The Walking Dead: 502 “Strangers” Review
Reviewed by Louis Rabinowitz.
The Walking Dead’s fifth season got off to a barnstorming start last week with a premiere that delivered reams upon reams of gory action and accomplished more plot-wise than most half seasons of the zombie show – but with Terminus in ashes and the group back together again, does episode two keep up the momentum? Strangers marked a return to The Walking Dead’s typical pacing – a far greater emphasis on character interaction than all out walker-filled carnage – but that’s not to say it was a weak episode, even if it didn’t quite reach the lofty heights of the season premiere.
A key strength of the episode was the way it handled interaction between the now army-like collection of regulars – deftly handling dangling ends like Tara’s involvement with the Governor’s attack on the prison in an efficient and interesting way, by matching up characters who previously had never even met (Tara and Maggie’s new friendship, considering Tara’s bond with Glenn, provides some interesting fuel for further conflict) There would have been times back in the second and third seasons that the information would be held back and then slowly revealed later on in the season – but despite the generally slower pace of Strangers, it retains the no-nonsense attitude that No Sanctuary impressively displayed towards story. Not all the character interactions are quite as strong however – the continued insistence of going back to Carol’s actions at the start of season 4 is starting to get a little tiring. While Carol is undoubtedly a far more interesting character, the fallout of her murder of Karen and David feels like a leftover plot point brought back to dredge up some character drama.
Strangers also saw the debut of comic character Father Gabriel, played by The Wire alum Seth Gilliam. Gabriel doesn’t get a huge amount of screentime here and there’s clearly a lot yet to be revealed about the mysterious Gabriel, but Gilliam makes a strong impression here as the nervy and peaceful priest. Gabriel’s introduction also highlights just how violent and threatening Rick’s group has become – Rick’s casual threat of killing Gabriel is a great moment, even if Rick’s change back to a slightly more compelling character has come at the cost of somewhat jarring with what we saw last season. With the group possibly on the way to the fabled Alexandria Safe Zone this season, the show’s efforts to show how the apocalypse has changed Rick and the group are surprisingly interesting.
Aside from the character development, Strangers also delivered a well-executed (if brief) action set piece as Rick’s group come under attack from some rather soggy walkers. The Walking Dead seems intent on topping itself week after week in the gore department – and the wet walkers are appropriately disgusting, evoking memories of the infamous well walker from season two (even if it doesn’t quite match those vomit-inducing heights). The scene also provides an effective jump scare too as Bob is pulled underwater by a walker – a moment that might just prove to be key later on.

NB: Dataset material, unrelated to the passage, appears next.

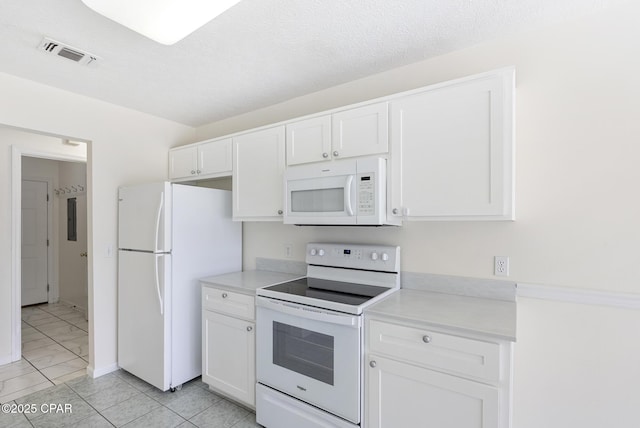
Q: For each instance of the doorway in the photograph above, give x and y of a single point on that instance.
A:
(35, 250)
(56, 188)
(25, 143)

The ‘cure’ plot arc took a back seat to the carnage last week – but it makes a return here, with Abraham making his pitch to the group. The cure is an intriguing arc, even if the chances of actually finding the cure are next to zero and it’s satisfying to see it progress. The Walking Dead is often a little guilty of bedding down in one place for too long (hello, season two!) so the promise of an actual objective for the crew is a solid foundation for the rest of the season, if it can execute the story in a satisfying manner. Likewise, Carol and Daryl’s chase of the white cross car is an exciting setup for further events (even if it’s little more than a plot contrivance to thin out the massive group) – and after the show’s continued sidelining of Beth’s disappearance, it’s great to finally see some growth on that front.
And of course, there’s the final scene. Over the summer it was widely speculated that season five would adapt the popular Fear the Hunters arc from the comics – and not only does the final scene give the ex-Termites their comics moniker of the Hunters, it gives us one of the most iconic scenes from the comics, as Bob wakes up to Gareth and the Hunters casually chewing part of his now-missing leg. It’s a chilling, somewhat disturbing scene, excellently played by Andrew J West (who, despite some surface similarities to the Governor, is coming into his own as a unique bad guy) – and proves that there’s pretty much no boundary to what The Walking Dead will show onscreen in detail. And it’s not just Bob who’s in trouble now – it looks like Rick’s entire group is now on the dinner table.
Overall, Strangers is a solid second episode – it might dwell a little too much on bygone plot points and is saddled with reams of set-up for the rest of the season, but with an exciting action setpiece and a slightly traumatizing ending, it continues the momentum season five has already built up.
Scene of the Episode – Kentucky Fried Bob – Gruesome, dark and disturbing, this scene, ripped straight from the comics, is essentially The Walking Dead distilled into one scene.